Classical listeners vote with their off button
Data released today shows that the audience for BBC Radio 3 dropped by 8.2% over the last three months from 2.025 to 1.858 million listeners to reach its smallest audience since March 2008. Average hours per listener for Radio 3 dropped over the quarter from 5.9 to 5.6 hours. Speech network BBC Radio 4 increased its audience from 10.029 to 10.403 million in the same period while Classic FM also increased its audience.
Other headlines from the data prepared by RAJAR (Radio Joint Audience Research Limited) for the UK includes digital radio listening up 17%, digital radio ownership up 7.6m and radio listening via mobile phones remaining constant at 12.5%.
The latest RAJAR data is for the period ended June 31 2010. In April 2010 BBC Radio 3 introduced classical chart programmes into its schedules. Other reasons for the precipitous drop in the Radio 3 audience will be familiar to readers. If senior BBC management want to know why listeners, including this one, have deserted the network they need only listen to presenter Donald Macleod's crass and intrusive announcement interposed between the first and second movements of Mahler's Third Symphony at last night's Prom. When will they ever learn?
This post is available via Twitter @overgrownpath. Photo is (c) On An Overgrown Path 2010. Report broken links, missing images and errors to - overgrownpath at hotmail dot co dot uk
Very long pauses between movements (particularly with Mahler and this symphony) can be a problem for R3 technically.
Also, do you have proof/data that the classical chart programmes have resulted in the audience downturn? I absolutely HATE the chart stuff, but I'd be interested to see whether it is actually the problem, or whether we just want it to be.
And have you 'deserted' the network or not? Seems odd to say you have and then point to a specific bit of a broadcast last night.

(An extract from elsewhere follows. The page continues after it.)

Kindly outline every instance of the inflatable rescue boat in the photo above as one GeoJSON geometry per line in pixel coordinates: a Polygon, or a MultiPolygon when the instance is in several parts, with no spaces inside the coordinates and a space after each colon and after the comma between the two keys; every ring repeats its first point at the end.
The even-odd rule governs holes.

Very long pauses between movements (particularly with Mahler and this symphony) can be a problem for R3 technically - how come BBC Radio 3 and its previous incarnations have broadcast works like this for more than sixty years without being compelled for technical reasons to insert announcements between the movements? But then I guess Mahler was a dunce for not writing classical radio station friendly symphonies.
Also, do you have proof/data that the classical chart programmes have resulted in the audience downturn? I absolutely HATE the chart stuff, but I'd be interested to see whether it is actually the problem, or whether we just want it to be - what else of significance changed at Radio 3 during the same period? Sometimes, if it has four legs, a tail and it barks you have to assume it is a dog.
And have you 'deserted' the network or not? Seems odd to say you have and then point to a specific bit of a broadcast last night - oh yes, I have deserted the network. But I have not deserted events like the BBC Scottish Symphony Orchestra playing Mahler 3.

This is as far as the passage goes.